Do you get much dissent or criticism for regendering roles or casting black actors?

“No. My feeling is if they are good actors the audience accepts it, like Glenda Jackson playing King Lear – the point of that performance was that she is a great actress – they didn’t call her ‘Queen Lear’.

“Ethnic diversity has largely been accepted since Clarence Smith played the King of France in King Lear [in 1991] – although I recall a bolshy Frenchman in the audience stood up and said ‘the King of France was never black!’ We’ve got more sophisticated than that now… and I have to say I think theatre leads the way.”

During your time as artistic director you are working through the canon – where are you at currently, when is the end date? And are there are any plays that you are particularly looking forward to directing?

“By the time we get to 2023, which is the 400th anniversary year of the publication of the first folio in 1623, at that point I will have completed the canon myself and most of them in Stratford. There are a couple that I have said I would like to do — Measure For Measure, which I’ve not done… so I know what’s coming up but not necessarily the order as sometimes it’s also about the conversation between the plays are or what is going on in the world.”

Are there any more plans to more technical innovations with staging, as with The Tempest?

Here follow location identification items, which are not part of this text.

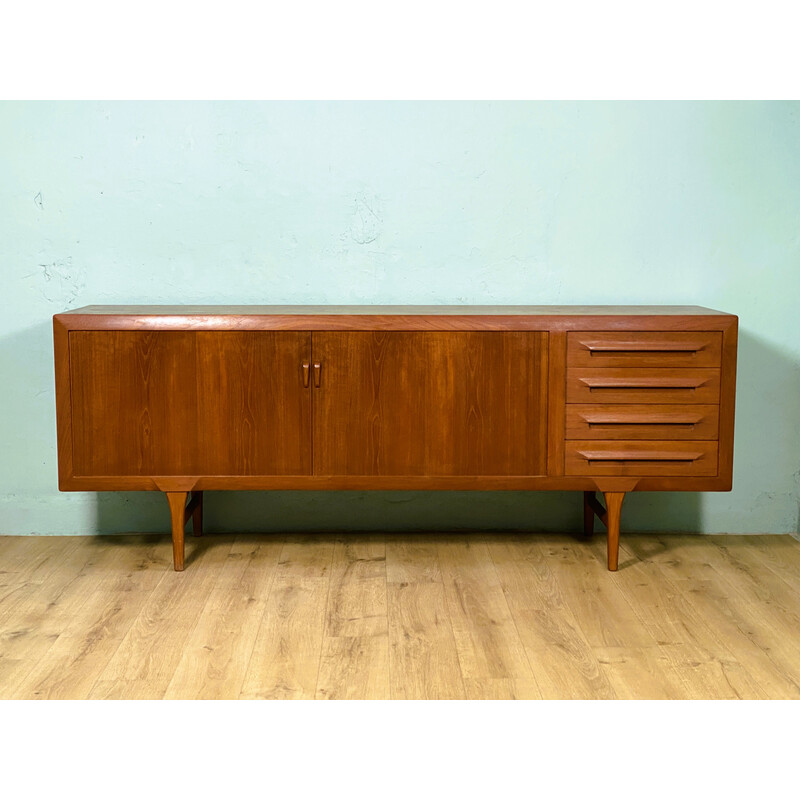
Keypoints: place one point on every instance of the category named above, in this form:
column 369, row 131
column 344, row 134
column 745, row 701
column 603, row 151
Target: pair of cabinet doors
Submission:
column 255, row 403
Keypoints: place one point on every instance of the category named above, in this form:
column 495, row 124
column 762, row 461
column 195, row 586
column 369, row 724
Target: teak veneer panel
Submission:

“Yes, we are in development with another Tempest-style production. The Tempest said we are open for business in the world of technological innovation we have had companies come to us — so there’s some exciting developments. The technology is extraordinary even though we are not sure what it will be. I had a very interesting conversation with a company in Florida, and Sarah Ellis, who is our head of digital and on top of these things, has shown me some extraordinary things. They have such toolboxes which can be used to recreate and explore Shakespeare — like you can now have the plays in 3D on your table top — yes like Yoda! It’s early days but technology moves fast... What play would I do with some digital wizardry? One of the obvious contenders might be how we could do Banquo’s ghost.”

You’ve worked with your partner Sir Antony Sher a lot (Falstaff, Death of a Salesman, King Lear) are you planning any more collaborations?

“If we can think of the right play! There’s going to be an exhibition of his paintings from when he was in King Lear, and on which he wrote his book on playing Lear — The Year of the Mad King... So I love working with Tony but he’s got one or two things that he is pursuing but I will try and get him to do something!”

Finally I heard that you’re working with David Walliams?

“Did you? My lips are sealed on that one.”

So are you putting on a production of The Boy in the Dress?

“As I say my lips are sealed… We have some projects with David, which I’m very excited about but I can’t say anything else.”